Kluctl will try to find known repositories that are managed by the Helm CLI and then try to reuse the credentials of these. The repositories are identified by the URL of the repository, so it doesn’t matter what name you used when you added the repository to Helm. The same method can be used for client certificate based authentication (--key-file in helm repo add).

Use the –username/–password arguments in kluctl helm-pull

See the helm-pull command . You can control repository credentials via --username, --password and --key-file. Each argument must be in the form credentialsId:value, where the credentialsId must match the id specified in the helm-chart.yaml. Example:

helmChart:
  repo: https://raw.githubusercontent.com/example/private-helm-repo/main/
  credentialsId: private-helm-repo
  chartName: my-chart
  chartVersion: 1.2.3
  releaseName: my-chart
  namespace: default

When credentialsId is specified, Kluctl will require you to specify --username=private-helm-repo:my-username and --password=private-helm-repo:my-password. You can also specify a client-side certificate instead via --key-file=private-helm-repo:/path/to/cert.

Multiple Helm Charts can use the same credentialsId.

Environment variables can also be used instead of arguments. See Environment Variables for details.

Templating

Both helm-chart.yaml and helm-values.yaml are rendered by the templating engine before they are actually used. This means, that you can use all available Jinja2 variables at that point, which can for example be seen in the above helm-chart.yaml example for the namespace.

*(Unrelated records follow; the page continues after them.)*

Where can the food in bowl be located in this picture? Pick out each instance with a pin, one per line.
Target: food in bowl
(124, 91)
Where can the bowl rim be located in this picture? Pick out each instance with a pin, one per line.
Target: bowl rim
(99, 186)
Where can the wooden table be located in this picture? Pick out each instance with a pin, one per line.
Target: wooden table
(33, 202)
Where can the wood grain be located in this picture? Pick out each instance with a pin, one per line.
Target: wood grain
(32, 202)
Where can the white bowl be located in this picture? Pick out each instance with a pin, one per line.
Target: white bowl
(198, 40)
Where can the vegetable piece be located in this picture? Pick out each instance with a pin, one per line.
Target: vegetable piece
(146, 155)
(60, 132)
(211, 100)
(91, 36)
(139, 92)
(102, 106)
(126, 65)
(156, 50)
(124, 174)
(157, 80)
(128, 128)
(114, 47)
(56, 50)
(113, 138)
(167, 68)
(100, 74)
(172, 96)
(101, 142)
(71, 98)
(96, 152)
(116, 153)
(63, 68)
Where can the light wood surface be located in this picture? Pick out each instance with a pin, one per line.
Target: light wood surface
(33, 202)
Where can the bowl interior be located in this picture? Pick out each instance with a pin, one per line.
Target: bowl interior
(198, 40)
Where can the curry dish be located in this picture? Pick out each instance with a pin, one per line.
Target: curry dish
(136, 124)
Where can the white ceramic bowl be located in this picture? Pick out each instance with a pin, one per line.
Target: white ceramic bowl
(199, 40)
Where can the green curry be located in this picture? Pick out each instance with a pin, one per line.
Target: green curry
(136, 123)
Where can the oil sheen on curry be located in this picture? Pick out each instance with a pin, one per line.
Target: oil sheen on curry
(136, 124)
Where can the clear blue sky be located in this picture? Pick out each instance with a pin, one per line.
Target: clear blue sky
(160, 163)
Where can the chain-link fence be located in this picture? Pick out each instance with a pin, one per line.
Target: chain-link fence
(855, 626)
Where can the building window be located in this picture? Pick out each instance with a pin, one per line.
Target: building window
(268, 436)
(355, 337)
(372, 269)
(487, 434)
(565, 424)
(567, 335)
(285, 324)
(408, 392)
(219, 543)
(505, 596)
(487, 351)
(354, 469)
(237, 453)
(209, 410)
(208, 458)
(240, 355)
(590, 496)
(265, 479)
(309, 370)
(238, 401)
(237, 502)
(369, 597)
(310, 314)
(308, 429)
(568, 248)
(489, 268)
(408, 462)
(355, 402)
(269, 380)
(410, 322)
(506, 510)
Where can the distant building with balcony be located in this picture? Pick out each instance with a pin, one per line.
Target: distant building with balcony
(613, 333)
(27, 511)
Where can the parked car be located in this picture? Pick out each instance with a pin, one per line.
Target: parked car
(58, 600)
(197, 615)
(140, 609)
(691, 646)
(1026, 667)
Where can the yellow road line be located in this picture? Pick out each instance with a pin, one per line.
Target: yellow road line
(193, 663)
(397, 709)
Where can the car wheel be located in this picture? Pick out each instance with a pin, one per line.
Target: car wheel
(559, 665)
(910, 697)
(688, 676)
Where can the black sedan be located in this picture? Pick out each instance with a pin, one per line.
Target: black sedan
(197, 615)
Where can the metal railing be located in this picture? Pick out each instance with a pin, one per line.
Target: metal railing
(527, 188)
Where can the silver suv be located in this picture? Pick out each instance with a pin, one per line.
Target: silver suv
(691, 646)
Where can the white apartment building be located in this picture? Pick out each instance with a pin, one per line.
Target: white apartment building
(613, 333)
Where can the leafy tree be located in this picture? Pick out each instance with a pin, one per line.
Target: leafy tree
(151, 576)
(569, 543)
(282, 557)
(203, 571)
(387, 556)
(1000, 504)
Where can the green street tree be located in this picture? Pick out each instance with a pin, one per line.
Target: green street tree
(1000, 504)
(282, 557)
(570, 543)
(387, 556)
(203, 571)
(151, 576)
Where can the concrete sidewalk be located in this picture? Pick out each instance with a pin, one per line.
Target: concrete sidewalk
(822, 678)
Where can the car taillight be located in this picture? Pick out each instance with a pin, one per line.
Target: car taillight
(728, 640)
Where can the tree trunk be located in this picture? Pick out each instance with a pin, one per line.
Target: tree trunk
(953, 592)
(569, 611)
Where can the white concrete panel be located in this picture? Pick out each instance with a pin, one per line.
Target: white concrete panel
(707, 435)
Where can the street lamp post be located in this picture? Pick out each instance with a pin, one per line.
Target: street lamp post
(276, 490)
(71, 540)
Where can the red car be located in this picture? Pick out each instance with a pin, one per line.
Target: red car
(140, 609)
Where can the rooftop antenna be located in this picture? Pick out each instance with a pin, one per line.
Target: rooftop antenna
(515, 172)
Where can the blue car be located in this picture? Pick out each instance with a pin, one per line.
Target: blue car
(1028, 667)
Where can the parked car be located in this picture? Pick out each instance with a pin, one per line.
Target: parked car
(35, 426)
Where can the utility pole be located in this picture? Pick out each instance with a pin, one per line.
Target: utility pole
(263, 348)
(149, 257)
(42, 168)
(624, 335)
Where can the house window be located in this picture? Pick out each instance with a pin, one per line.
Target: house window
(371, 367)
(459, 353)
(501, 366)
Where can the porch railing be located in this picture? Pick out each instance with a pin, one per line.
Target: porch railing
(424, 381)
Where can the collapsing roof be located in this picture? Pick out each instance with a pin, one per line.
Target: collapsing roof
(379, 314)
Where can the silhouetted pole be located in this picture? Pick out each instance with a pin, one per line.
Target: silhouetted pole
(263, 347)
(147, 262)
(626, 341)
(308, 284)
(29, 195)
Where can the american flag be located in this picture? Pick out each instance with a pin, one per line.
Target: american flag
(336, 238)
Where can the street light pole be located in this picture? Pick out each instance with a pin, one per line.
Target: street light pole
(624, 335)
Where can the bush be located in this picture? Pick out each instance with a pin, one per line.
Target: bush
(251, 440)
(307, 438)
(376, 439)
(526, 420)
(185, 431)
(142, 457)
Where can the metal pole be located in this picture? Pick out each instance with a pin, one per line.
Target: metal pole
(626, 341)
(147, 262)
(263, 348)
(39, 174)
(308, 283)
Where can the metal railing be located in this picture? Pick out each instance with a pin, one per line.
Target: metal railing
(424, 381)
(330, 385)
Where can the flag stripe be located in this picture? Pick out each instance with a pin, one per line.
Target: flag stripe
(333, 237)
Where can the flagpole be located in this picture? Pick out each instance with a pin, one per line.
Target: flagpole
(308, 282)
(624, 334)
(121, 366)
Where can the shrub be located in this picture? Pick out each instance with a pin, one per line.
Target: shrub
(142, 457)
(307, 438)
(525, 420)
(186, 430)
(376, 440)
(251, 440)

There is however one exception that leads to a small limitation. When helm-pull reads the helm-chart.yaml, it does NOT render the file via the templating engine. This is because it can not know how to properly render the template as it does have no information about targets (there are no -t arguments set) at that point.

This exception leads to the limitation that the helm-chart.yaml MUST be valid yaml even in case it is not rendered via the templating engine. This makes using control statements (if/for/…) impossible in this file. It also makes it a requirement to use quotes around values that contain templates (e.g. the namespace in the above example).

helm-values.yaml is not subject to these limitations as it is only interpreted while deploying.